Metropolitan News-Enterprise

 

Wednesday, November 26, 2008

 

Page 3

 

Court of Appeal Rejects Inmates’ Habeas Claims Over Hot Food

 

By STEVEN M. ELLIS, Staff Writer

 

Two Pelican Bay Prison inmates were not entitled to habeas corpus relief on their claim that food was no longer hot by the time it reached their cells, the First District Court of Appeal ruled yesterday.

Explaining that a trial judge should have afforded deference to the prison’s interpretation of a state regulation mandating two hot meals daily instead of imposing its own interpretation, and that there was no substantial evidence the prison regularly violated the regulation, Div. One reversed an order by the Del Norte Superior Court directing the prison to prepare food at a temperature range “acceptable to most consumers.”

Retired Del Norte Justice Court Judge Philip M. Schafer, sitting by assignment, granted limited relief in March on consolidated habeas petitions by prisoners Kelvin Cannon and Robert Luca, who raised concern over the meals served in the segregated facility for inmates deemed a security threat in which they were housed.

Following an evidentiary hearing, Schafer rejected most of the petitioners’ contentions, but ruled that the prison had not satisfied the regulatory mandate that state prison inmates be “provided three meals each day, two of which shall be served hot.”

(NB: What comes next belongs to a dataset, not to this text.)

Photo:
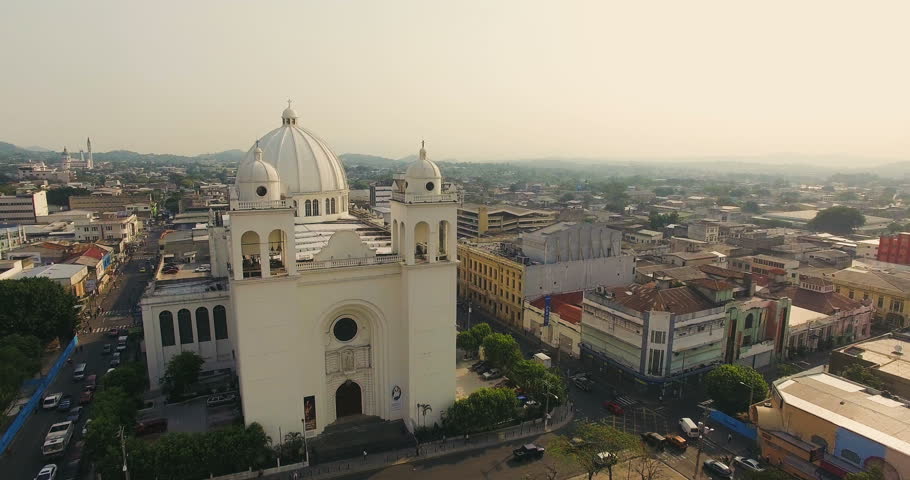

Evidence showed that food for all of Pelican Bay’s inmates is prepared in a single central kitchen, from which it is transported to “satellite kitchens” where final preparation is completed and the food is reheated to 165 degrees before serving. Inmates in the secured housing unit receive the same food as other prisoners, but are fed in their cells through a port in the door on thermally-insulated plastic trays.

The SHU has its own satellite kitchen, and food reheated there is transferred from the “hot line” to containers maintained at 140 degrees, and then stacked in trays on an open cart for transport to its 22 individual units. A correctional officer must measure and record temperature at each unit, with food typically ranging from 110-120 degrees when it arrives, and testimony at the hearing placed the latter as the ideal temperature for consumption of hot food.

Trays are then distributed to the 48 inmates in a unit, with officers frequently changing the order of service to ensure that particular inmates are not consistently the last to receive their food. Total elapsed time from hot line to SHU inmates’ cells is typically from 20-45 minutes, although it can reach an hour in unusual circumstances.

The prison makes no further attempt to control to temperature of food at the time it reaches SHU inmates, and maintains no regulations specifying the temperature at the time of delivery to individual cells.

Schafer held the prison should determine the acceptable temperature range, and ordered it to establish a preparation and serving procedure to assure a reasonable level of compliance, but Justice Sandra L. Margulies wrote on appeal that habeas relief was not available because Cannon and Luca had shown no constitutional or statutory right to two meals of hot food per day.

“The writ of habeas corpus was expanded to permit lawfully incarcerated inmates to challenge the conditions of their confinement to ensure that, while in confinement, their basic rights are respected,” she commented. “It was not intended to provide them a means to micromanage the prison.”

Assuming that the trial court had properly treated the claims as petitions for writs of mandate, Margulies wrote that Schafer’s decision was still “flawed” because he adopted his own interpretation of “served hot” instead of determining whether the prison’s interpretation was “clearly unreasonable” under the circumstances.

She agreed with the prison that its interpretation—“heated before serving and then served as quickly as possible”—was not clearly unreasonable given the security measures in place, and added, “there is nothing in the language of the regulation that requires food to be presented to the inmates at the most aesthetically pleasing temperature.”

The justice further opined that there was no substantial evidence the prison regularly violated its interpretation of the regulation.

“[T]emperature logs showed that hot food virtually always arrives at the SHU units above room temperature, generally within a few degrees of the 120 degrees Fahrenheit considered ideal for consumption,” she wrote. “While it is entirely possible that, as petitioners testified, their food is sometimes served to them lukewarm or cold, the temperature records suggest this is the exception, not the rule.”

Presiding Justice James J. Marchiano and Justice Douglas E. Swager joined Margulies in her opinion

The case is In re Cannon, 08 S.O.S. 6426.